WOZ: Inzwischen hat der Wind gedreht. Doch trotz aller Kritik will der Bundesrat am F-35 festhalten und höchstens die Anzahl Flieger senken.
Pierre-Alain Fridez: Ich habe im Juli mit dem neuen VBS-Chef Martin Pfister gesprochen und ihm alles vorgelegt, was nun in meinem Buch steht. Ich hatte für das Treffen Unterlagen vorbereitet und ihm alle Probleme und Missstände präsentiert. Ein paar Tage später hielt Pfister eine Pressekonferenz ab, bei der er erklärte, dass das Flugzeug eine Milliarde mehr kosten werde, im Wesentlichen, weil sich die Amerikaner nicht an die Verträge hielten. Und dass der F-35 ansonsten immer noch das beste und günstigste Flugzeug sei. Nach diesem Auftritt habe ich mich hingesetzt und meine Recherche innerhalb von fünfzehn Tagen niedergeschrieben.
WOZ: Könnte die Schweiz zum jetzigen Zeitpunkt überhaupt noch aus den Verträgen aussteigen?

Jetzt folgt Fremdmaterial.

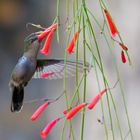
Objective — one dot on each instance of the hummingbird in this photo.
(28, 67)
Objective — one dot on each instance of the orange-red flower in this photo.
(123, 47)
(47, 74)
(73, 111)
(48, 128)
(38, 112)
(111, 25)
(96, 99)
(46, 47)
(46, 32)
(123, 57)
(72, 43)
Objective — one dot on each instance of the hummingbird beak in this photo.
(45, 33)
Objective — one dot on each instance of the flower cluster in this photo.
(114, 33)
(68, 113)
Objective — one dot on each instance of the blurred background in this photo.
(13, 18)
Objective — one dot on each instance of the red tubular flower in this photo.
(111, 25)
(123, 47)
(48, 128)
(96, 99)
(39, 111)
(45, 49)
(73, 111)
(46, 32)
(47, 74)
(72, 42)
(123, 57)
(65, 111)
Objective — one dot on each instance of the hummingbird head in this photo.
(32, 44)
(30, 39)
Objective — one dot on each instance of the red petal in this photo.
(46, 47)
(123, 47)
(123, 57)
(72, 42)
(111, 25)
(96, 99)
(46, 32)
(38, 112)
(75, 110)
(48, 128)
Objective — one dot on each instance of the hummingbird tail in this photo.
(17, 99)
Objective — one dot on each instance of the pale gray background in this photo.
(13, 17)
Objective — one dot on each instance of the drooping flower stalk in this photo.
(38, 112)
(46, 47)
(75, 110)
(48, 128)
(123, 57)
(111, 25)
(72, 43)
(46, 32)
(96, 99)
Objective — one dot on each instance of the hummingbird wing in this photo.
(55, 69)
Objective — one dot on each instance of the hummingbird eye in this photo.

Pierre-Alain Fridez: Ich habe die Verträge nie gesehen, kenne also die genauen Bedingungen nicht. Aber ich bin überzeugt, dass wir mit einem Vertragsbruch weit weniger Geld verlieren, als wenn wir die Beschaffung durchziehen. Der F-35 macht überall enorme Probleme. Laut dem US-Rechnungshof, einer überparteilichen Kontrollbehörde, sind derzeit mehr als die Hälfte der bislang tausend ausgelieferten F-35 in Reparatur. Und von denen, die fliegen, sind nicht alle in der Lage, die erforderlichen Leistungen zu erbringen. Der F-35 befindet sich noch im Entwicklungsstadium. Und die Schweiz ist in der besonders misslichen Lage, dass wir Flugzeuge erhalten werden, die dringlich ein neues Triebwerk samt leistungsfähigerem Kühlsystem benötigen, die aber noch nicht damit geliefert werden. Doch vor uns sind die Länder an der Reihe, die den F-35 vor uns beschafft haben. Allein dies rechtfertigte einen Ausstieg. Die Schweiz könnte rasch ein kleines, preiswerteres Flugzeug eines europäischen Anbieters beschaffen.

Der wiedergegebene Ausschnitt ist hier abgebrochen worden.